In the plea agreement, he "admitted that he coordinated the transportation of cocaine, heroin, fentanyl and other drugs and precursor chemicals from Mexico to the border, sometimes in shipments of hundreds or thousands of kilograms," the prosecution said.
He further said he "used vehicles, rail cars, tunnels, airplanes and other means" to traffic the drugs, and laundered the illicit proceeds through "bank transfers, commodities trading and cryptocurrencies."
He also acknowledged that "he and his cartel associates perpetrated acts of violence against law enforcement, civilians and rival drug traffickers."
Mike Vigil, former chief of operations for the DEA, told AFP that the plea deal could provide U.S. authorities with “valuable information” about how the cartel obtains precursor chemicals and which businessmen and politicians offer it protection.
Cartel war
This marks the first time one of "El Chapo’s" sons has signed a plea deal with U.S. prosecutors.
The next to face charges may be Joaquín Guzmán, who has been detained without bail in Chicago since July 2024, after arriving at a Texas airfield alongside Ismael "Mayo" Zambada, co-founder of the Sinaloa Cartel alongside his father.
Zambada claimed he was kidnapped by his godson in exchange for benefits from the U.S. justice system.

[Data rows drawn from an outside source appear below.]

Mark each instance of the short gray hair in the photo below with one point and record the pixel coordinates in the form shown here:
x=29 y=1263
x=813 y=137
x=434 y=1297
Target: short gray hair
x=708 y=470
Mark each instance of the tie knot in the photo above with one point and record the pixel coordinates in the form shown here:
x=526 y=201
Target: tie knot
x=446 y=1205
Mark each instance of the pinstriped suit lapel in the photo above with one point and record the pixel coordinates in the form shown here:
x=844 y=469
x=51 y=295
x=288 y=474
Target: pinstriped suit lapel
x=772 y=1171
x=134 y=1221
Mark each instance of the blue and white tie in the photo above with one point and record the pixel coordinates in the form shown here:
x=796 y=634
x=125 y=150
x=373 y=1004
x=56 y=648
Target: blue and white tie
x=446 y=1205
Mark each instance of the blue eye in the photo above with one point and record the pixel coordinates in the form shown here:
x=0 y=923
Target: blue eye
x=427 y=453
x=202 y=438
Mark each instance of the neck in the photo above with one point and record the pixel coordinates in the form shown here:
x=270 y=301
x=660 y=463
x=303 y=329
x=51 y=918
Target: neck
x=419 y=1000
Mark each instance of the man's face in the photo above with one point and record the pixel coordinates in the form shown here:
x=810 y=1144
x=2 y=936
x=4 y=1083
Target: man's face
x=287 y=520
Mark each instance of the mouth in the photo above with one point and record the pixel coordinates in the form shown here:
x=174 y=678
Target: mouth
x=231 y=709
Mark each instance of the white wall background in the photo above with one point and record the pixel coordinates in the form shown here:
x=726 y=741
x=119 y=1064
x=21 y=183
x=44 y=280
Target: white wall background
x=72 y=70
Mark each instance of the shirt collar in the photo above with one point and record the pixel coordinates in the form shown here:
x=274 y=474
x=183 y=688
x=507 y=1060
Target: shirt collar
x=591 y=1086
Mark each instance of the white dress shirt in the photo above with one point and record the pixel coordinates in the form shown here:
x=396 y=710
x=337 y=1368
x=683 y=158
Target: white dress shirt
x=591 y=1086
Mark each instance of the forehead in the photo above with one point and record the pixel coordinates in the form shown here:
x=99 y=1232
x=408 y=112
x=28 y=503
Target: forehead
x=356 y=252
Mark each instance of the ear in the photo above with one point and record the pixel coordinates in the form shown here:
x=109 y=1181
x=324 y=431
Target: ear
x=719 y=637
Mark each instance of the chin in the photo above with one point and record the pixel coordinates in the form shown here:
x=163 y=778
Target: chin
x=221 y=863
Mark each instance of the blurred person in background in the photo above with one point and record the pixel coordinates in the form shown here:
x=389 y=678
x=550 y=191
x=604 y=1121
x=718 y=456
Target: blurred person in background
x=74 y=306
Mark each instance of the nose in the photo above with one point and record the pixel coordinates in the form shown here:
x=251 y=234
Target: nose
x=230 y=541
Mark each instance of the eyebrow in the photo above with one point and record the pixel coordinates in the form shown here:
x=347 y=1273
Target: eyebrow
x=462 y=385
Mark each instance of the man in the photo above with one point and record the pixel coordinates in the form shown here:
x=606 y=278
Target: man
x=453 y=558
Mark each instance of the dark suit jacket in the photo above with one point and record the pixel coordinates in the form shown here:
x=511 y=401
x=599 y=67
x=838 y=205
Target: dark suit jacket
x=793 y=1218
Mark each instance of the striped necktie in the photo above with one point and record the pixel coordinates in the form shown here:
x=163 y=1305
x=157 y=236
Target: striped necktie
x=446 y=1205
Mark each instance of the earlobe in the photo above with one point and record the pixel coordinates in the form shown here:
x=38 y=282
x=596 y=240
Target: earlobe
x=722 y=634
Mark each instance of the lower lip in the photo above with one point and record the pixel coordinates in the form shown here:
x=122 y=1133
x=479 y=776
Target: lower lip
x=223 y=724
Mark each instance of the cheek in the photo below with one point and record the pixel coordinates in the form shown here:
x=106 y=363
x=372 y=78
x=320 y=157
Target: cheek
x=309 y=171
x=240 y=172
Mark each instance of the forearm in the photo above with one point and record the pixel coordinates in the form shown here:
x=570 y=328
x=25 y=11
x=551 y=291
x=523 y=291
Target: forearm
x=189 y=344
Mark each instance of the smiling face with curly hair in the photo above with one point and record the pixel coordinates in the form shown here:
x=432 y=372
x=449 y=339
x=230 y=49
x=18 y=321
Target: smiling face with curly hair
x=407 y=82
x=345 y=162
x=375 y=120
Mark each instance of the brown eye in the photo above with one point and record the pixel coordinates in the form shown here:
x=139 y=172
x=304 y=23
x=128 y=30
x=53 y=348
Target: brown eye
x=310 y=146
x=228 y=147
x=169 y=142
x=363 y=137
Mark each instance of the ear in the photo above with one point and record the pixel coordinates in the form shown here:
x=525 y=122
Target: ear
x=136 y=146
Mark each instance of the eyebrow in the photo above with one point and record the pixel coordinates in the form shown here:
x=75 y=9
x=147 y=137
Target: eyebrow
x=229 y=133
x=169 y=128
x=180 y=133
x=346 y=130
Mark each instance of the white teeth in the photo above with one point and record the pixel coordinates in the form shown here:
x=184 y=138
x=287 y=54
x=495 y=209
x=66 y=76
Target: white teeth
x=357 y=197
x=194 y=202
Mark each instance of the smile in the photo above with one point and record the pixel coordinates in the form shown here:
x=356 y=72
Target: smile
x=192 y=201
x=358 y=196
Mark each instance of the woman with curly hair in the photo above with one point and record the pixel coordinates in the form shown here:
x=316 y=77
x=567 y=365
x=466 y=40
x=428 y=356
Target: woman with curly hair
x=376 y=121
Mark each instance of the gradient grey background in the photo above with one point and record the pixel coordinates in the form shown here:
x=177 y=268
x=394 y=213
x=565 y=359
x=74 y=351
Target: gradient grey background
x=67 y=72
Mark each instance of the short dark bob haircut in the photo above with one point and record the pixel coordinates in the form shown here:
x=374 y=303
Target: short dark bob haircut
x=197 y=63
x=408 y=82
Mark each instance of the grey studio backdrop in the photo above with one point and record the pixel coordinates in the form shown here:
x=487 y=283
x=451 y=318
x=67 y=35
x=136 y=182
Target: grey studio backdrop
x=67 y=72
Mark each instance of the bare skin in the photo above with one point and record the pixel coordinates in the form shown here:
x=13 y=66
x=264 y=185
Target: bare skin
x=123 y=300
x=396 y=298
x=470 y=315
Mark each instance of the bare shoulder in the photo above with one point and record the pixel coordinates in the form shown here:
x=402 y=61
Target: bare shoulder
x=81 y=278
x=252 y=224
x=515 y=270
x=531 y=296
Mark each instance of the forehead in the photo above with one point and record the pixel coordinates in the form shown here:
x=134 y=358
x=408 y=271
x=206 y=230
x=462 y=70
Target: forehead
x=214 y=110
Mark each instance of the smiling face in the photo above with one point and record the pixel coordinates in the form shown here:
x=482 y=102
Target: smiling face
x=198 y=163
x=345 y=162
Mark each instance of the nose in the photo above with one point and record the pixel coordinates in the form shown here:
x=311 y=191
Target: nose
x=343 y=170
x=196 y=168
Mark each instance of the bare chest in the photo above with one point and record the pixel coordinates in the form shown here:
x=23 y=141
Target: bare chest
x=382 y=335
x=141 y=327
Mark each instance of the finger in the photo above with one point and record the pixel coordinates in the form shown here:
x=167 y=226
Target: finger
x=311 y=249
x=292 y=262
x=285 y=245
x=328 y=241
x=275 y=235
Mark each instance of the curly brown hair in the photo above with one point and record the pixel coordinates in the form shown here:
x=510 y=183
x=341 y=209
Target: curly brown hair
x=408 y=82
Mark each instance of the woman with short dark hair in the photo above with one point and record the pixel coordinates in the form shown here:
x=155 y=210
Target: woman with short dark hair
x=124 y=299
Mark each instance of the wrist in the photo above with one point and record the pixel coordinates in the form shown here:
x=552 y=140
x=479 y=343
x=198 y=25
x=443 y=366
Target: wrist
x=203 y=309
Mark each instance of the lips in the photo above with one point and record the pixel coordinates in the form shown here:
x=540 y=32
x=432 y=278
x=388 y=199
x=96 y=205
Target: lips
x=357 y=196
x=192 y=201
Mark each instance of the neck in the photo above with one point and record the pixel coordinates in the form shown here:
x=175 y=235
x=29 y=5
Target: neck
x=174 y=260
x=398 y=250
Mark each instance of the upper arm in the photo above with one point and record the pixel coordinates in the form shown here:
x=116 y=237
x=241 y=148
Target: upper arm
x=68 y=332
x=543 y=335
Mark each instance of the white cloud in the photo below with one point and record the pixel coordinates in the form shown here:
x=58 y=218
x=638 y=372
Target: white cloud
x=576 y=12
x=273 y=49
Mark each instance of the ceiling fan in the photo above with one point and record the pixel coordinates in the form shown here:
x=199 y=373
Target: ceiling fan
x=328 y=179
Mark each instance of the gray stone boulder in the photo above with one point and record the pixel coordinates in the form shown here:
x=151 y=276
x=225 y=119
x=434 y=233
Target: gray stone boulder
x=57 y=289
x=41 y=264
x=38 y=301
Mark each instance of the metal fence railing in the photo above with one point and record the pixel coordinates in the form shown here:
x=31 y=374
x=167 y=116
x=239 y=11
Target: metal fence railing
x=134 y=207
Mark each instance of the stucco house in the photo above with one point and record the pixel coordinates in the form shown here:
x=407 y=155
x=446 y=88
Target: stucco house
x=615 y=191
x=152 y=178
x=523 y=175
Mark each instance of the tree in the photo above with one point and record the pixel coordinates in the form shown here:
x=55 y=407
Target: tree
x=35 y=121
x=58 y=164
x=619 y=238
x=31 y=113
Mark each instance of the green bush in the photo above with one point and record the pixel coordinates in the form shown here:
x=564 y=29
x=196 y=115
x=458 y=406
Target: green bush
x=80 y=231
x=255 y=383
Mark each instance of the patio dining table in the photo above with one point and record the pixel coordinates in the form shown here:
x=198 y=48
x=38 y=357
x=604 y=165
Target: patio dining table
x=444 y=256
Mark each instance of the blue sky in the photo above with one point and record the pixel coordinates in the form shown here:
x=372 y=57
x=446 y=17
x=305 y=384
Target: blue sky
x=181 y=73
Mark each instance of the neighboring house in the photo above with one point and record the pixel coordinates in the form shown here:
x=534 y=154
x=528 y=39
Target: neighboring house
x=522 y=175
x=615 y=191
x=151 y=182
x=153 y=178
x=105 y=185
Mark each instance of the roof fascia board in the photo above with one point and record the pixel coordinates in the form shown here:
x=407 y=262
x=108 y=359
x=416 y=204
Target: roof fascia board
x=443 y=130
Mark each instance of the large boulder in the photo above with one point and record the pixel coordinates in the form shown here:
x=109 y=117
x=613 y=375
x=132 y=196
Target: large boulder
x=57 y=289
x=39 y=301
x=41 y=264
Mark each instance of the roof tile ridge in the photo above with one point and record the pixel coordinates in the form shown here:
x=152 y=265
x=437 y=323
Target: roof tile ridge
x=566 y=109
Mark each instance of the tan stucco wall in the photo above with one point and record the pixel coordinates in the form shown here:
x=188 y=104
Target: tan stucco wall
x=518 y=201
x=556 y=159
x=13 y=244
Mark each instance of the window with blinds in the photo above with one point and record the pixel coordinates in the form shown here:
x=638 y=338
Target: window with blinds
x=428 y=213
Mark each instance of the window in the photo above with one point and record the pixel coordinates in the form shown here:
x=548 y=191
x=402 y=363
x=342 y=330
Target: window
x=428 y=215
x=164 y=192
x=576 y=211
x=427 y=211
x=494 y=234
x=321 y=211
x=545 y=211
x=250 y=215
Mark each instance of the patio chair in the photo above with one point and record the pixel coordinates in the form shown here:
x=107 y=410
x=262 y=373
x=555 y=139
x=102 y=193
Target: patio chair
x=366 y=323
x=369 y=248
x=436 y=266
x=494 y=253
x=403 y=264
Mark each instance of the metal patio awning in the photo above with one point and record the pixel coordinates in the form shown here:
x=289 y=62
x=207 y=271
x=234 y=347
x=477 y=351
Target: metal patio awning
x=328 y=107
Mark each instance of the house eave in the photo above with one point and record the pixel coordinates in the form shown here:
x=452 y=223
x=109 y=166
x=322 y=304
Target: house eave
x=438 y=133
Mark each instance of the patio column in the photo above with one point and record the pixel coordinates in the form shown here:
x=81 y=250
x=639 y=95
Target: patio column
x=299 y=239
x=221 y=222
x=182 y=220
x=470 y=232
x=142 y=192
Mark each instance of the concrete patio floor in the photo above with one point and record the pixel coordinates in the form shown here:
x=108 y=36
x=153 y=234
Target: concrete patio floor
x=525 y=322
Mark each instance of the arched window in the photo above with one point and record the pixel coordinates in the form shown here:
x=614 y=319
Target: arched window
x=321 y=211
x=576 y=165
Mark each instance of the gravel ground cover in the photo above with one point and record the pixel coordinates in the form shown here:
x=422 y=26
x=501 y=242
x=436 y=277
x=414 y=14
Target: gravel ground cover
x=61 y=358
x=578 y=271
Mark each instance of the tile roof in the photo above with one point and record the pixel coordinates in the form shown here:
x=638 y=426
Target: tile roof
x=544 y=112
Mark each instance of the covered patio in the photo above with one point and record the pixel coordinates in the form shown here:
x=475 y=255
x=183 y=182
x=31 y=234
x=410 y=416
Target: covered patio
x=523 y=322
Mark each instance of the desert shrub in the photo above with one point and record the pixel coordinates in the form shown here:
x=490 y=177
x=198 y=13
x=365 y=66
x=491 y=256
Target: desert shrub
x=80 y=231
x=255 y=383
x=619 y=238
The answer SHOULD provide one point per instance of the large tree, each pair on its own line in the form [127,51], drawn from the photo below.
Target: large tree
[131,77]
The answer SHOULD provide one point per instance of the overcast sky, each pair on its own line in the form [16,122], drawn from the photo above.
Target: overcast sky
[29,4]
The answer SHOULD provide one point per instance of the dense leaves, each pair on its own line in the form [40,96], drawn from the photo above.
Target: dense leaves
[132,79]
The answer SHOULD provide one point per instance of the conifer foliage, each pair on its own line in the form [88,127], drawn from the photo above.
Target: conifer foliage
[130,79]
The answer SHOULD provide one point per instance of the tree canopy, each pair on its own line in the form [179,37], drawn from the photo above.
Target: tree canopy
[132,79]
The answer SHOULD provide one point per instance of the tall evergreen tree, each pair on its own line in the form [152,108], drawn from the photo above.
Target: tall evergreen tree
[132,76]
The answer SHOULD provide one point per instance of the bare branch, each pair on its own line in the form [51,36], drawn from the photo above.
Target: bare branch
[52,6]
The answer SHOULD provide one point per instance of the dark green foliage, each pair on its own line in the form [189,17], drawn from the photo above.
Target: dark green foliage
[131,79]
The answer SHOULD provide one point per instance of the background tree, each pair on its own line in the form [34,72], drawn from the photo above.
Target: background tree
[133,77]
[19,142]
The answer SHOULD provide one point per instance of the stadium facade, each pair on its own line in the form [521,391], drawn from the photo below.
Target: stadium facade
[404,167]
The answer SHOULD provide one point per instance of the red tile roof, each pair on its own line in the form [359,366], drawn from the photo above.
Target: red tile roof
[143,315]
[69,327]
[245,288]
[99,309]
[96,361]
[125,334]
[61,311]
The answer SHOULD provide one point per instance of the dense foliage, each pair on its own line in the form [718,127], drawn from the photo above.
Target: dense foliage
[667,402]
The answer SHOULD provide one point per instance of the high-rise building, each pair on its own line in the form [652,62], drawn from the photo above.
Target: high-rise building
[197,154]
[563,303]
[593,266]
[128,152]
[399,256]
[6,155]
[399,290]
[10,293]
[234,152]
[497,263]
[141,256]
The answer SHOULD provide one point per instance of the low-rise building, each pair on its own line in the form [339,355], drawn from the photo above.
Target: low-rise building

According to Vigil, seventeen of Ovidio Guzmán’s family members entered the U.S. as part of the agreement.
Ovidio Guzmán gained notoriety after his arrest in Mexico in October 2019 and subsequent release by then-President Andrés Manuel López Obrador during a violent criminal uprising known as the “Culiacanazo.”
The former president defended the decision, arguing that it prevented a bloodbath, as military forces had been nearly surrounded by heavily armed hired gunmen. In January 2023, while López Obrador was still in office, Ovidio Guzmán was captured again and subsequently extradited to the U.S.
More than 1,200 dead and 1,400 missing
The US administration blames Archivaldo Iván Guzmán’s leadership for the wave of violence rocking “Mexico and the United States against civilians, security forces and members of rival cartels.”
After the arrest of "Mayo" Zambada, the violent infighting between his heirs and "Chapo’s" sons has left more than 1,200 dead and 1,400 missing in the state of Sinaloa, according to official figures.